Lots of people are reporting feeling a greater level of mental clarity after a fast, and this is now backed up by new evidence suggesting that fasting could potentially help to protect against degenerative diseases such as Alzheimer's and Parkinson's which are caused primarily by inflammation around the brain. Although these studies are currently limited to animal research, the evidence concluded is quite strong in theorising that intermittent fasting can help increase the generation of nerve cells within the brain to help with cognitive function, giving you a stronger sense of mental clarity and resilience.
Fasting has also been linked to helping with weight-loss, boosting our metabolisms and delaying the ageing process. Studies have shown a 16-hour fast (18:00 - 10:00) can be extremely efficient in giving our bodies the time to alkaline, digest completely and start to eat into the fatty deposits we keep stored for emergencies. Carrying extra weight around the belly and lower back can be harmful to our internal organs and so intermittent fasting can be a fantastic method of remaining fighting fit and healthy.
1. Get started with a 12-hour fast (20:00 - 08:00) intermittently during the week.
2. Move up to a 16-hour fast (18:00 - 10:00) after you feel comfortable with 12 hours.

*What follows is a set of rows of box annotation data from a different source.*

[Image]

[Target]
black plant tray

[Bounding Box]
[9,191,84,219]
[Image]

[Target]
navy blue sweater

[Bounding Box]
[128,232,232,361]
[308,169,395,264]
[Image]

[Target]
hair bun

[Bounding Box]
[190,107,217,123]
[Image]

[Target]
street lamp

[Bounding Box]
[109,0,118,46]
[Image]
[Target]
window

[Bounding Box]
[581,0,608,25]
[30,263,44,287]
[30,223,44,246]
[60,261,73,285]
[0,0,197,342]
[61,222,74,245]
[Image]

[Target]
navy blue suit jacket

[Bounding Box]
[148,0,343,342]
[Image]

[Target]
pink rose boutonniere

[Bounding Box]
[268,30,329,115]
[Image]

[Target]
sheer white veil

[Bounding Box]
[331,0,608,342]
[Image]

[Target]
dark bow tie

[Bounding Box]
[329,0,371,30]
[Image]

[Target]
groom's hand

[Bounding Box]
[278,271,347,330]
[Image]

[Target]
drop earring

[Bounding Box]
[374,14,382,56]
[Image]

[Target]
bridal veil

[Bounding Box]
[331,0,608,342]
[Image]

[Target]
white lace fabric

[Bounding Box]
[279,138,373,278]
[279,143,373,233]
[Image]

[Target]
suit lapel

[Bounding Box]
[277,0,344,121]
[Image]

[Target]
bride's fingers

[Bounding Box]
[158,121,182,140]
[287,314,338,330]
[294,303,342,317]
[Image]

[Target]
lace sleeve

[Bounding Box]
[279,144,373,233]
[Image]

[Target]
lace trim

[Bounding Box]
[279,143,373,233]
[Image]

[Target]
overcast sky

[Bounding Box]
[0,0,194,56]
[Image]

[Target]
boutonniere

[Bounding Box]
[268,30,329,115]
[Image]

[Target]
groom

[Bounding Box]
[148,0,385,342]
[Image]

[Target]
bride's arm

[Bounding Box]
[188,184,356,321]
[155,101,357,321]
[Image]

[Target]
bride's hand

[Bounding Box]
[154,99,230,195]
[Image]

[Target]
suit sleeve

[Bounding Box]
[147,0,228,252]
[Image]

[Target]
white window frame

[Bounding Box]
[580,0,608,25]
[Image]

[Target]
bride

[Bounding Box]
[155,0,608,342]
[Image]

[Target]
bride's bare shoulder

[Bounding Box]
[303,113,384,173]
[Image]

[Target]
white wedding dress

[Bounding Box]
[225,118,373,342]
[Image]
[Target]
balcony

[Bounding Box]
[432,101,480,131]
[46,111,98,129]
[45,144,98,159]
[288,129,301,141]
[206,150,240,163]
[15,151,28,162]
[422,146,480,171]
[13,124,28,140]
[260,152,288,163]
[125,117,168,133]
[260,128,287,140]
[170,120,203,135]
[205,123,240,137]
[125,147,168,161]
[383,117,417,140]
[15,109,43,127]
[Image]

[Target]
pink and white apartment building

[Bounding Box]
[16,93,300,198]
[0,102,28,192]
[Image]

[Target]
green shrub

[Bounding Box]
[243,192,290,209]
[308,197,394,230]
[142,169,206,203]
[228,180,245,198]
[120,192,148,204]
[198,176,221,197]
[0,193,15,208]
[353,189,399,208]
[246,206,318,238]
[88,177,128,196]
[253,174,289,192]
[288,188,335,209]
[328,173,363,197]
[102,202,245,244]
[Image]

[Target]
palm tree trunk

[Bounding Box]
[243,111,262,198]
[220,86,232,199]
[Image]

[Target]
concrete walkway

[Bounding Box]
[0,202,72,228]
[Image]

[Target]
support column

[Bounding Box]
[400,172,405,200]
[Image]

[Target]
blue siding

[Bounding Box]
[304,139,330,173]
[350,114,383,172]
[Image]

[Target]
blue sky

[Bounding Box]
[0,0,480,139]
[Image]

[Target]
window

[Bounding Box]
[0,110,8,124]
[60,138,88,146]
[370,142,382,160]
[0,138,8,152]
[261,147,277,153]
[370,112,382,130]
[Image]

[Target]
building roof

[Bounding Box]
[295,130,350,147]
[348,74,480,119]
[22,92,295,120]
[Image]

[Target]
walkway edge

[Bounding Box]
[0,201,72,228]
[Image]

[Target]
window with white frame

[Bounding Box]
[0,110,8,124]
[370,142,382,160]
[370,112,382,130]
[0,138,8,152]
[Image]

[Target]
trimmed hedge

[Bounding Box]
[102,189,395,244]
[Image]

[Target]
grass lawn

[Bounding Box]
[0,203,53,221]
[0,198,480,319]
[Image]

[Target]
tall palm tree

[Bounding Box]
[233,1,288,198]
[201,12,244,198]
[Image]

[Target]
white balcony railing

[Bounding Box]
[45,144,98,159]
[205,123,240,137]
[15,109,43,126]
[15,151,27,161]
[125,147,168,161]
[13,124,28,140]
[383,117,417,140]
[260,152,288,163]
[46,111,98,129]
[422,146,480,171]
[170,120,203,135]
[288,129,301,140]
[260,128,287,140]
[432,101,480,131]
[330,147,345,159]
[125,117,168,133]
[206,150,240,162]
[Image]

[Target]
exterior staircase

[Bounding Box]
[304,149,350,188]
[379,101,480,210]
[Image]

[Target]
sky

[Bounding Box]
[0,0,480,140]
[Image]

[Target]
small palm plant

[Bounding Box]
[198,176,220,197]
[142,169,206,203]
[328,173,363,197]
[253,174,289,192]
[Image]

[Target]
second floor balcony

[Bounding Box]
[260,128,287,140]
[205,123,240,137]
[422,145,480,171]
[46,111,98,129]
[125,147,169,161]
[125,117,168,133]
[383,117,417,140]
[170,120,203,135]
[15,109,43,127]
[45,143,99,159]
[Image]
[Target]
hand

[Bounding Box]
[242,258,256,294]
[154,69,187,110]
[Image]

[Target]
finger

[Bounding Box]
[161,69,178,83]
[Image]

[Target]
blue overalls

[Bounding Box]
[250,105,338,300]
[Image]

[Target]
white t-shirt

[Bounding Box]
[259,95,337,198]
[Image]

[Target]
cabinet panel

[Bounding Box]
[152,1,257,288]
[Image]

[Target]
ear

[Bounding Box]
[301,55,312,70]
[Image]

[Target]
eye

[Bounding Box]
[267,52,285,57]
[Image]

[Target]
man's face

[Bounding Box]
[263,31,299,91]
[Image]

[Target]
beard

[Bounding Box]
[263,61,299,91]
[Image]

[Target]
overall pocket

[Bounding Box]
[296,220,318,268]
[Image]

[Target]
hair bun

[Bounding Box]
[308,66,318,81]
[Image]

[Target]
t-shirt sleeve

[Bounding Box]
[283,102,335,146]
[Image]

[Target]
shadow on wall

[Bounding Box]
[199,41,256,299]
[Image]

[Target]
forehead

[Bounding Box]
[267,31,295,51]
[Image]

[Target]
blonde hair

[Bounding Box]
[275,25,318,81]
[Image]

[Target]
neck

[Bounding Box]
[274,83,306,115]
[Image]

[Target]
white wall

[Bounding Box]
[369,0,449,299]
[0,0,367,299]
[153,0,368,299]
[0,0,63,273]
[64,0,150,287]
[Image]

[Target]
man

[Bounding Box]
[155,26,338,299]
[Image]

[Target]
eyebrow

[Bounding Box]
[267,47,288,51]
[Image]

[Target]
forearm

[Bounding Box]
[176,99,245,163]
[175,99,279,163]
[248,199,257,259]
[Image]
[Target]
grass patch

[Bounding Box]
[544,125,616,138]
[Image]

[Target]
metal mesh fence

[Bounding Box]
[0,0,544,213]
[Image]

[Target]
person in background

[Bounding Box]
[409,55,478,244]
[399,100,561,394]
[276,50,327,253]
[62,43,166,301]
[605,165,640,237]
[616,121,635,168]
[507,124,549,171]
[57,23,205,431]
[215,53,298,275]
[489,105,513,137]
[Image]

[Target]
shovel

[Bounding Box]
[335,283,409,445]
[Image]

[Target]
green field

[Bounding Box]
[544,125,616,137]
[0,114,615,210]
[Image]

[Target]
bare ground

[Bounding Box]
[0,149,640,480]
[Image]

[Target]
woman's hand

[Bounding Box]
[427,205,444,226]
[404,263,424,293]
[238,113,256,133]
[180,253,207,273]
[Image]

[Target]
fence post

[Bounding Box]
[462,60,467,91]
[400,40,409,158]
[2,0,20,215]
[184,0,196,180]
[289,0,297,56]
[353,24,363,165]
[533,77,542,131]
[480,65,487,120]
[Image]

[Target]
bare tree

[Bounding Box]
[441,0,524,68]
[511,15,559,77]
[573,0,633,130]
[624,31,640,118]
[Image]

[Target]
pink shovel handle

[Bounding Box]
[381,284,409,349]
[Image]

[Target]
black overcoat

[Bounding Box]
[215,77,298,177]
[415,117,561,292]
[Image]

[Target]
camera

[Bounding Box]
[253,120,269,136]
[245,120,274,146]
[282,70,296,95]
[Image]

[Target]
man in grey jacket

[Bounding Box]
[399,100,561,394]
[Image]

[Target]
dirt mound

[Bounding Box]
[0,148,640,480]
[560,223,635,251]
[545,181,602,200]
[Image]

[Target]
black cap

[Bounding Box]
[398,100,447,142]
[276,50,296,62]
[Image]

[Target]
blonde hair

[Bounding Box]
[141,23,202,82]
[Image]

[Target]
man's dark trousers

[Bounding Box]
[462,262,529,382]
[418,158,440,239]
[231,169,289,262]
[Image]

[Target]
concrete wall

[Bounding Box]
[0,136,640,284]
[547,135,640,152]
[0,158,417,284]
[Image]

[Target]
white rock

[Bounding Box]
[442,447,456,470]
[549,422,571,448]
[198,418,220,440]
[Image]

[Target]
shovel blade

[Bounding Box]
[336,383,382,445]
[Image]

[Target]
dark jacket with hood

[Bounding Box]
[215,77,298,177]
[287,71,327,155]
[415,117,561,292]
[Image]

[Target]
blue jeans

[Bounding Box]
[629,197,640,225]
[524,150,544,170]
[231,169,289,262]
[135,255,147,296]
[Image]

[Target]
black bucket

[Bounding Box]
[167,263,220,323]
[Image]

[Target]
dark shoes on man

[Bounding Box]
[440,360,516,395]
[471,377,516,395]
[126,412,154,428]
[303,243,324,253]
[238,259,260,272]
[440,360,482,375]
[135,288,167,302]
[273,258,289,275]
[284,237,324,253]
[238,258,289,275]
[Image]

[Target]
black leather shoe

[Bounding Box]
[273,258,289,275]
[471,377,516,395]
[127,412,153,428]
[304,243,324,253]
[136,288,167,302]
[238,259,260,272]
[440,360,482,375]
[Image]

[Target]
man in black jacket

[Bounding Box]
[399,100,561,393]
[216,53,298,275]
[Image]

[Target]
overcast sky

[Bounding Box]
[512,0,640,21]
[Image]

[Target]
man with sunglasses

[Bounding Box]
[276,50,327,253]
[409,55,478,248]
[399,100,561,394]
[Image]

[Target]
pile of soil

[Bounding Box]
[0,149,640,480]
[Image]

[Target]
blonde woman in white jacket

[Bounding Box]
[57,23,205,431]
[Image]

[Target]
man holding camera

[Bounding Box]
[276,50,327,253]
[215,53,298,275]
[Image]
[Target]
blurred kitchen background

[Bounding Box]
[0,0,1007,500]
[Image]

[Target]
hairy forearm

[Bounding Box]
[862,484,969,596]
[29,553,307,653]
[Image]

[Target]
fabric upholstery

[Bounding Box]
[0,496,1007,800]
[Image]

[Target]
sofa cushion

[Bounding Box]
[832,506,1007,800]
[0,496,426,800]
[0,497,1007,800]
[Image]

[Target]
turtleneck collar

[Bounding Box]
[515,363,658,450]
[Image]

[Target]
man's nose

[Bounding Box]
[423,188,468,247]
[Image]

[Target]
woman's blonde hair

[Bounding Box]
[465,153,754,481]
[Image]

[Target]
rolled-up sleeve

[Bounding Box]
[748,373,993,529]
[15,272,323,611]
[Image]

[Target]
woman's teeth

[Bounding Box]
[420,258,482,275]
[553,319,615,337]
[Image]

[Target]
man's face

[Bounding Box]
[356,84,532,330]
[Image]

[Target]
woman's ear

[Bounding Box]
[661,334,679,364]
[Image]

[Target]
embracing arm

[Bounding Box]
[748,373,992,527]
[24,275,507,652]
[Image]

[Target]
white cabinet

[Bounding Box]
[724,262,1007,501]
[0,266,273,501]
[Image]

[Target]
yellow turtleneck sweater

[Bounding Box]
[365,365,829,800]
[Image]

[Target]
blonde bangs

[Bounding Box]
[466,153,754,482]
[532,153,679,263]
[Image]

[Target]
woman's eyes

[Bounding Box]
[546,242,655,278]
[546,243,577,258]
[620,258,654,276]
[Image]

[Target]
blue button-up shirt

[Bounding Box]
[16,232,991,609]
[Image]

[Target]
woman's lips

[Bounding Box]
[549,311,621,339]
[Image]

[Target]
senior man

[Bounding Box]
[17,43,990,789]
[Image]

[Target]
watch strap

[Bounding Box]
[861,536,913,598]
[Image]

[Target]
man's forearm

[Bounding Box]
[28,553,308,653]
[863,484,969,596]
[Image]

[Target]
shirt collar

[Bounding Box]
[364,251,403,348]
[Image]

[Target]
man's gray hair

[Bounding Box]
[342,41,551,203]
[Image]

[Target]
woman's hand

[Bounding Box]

3. Regulate on a 20-hour fast (18:00 - 14:00) intermittently during the week, to maintain the good work your body is doing. You will begin to feel and see real improvements in the mind, body and spirit on 20 hours. Take it easy and don't push it too fast!
4. If you're happy and comfortable, go for the 24 hour or 48 hour fast.
Don't push for it too soon and remember to consult your doctor before you start any dietary changes. Remember to drink plenty of water, as this will help with the detoxification process.
If you have suffered with restriction-based eating disorders in the past or present, then fasting methods will be unlikely to suit you and your wellbeing.
The truth is, what works really well for one person may not work at all for another. We're all different and you have to be prepared to listen to your body intently to figure out what is best for you. Be happy and healthy before anything else!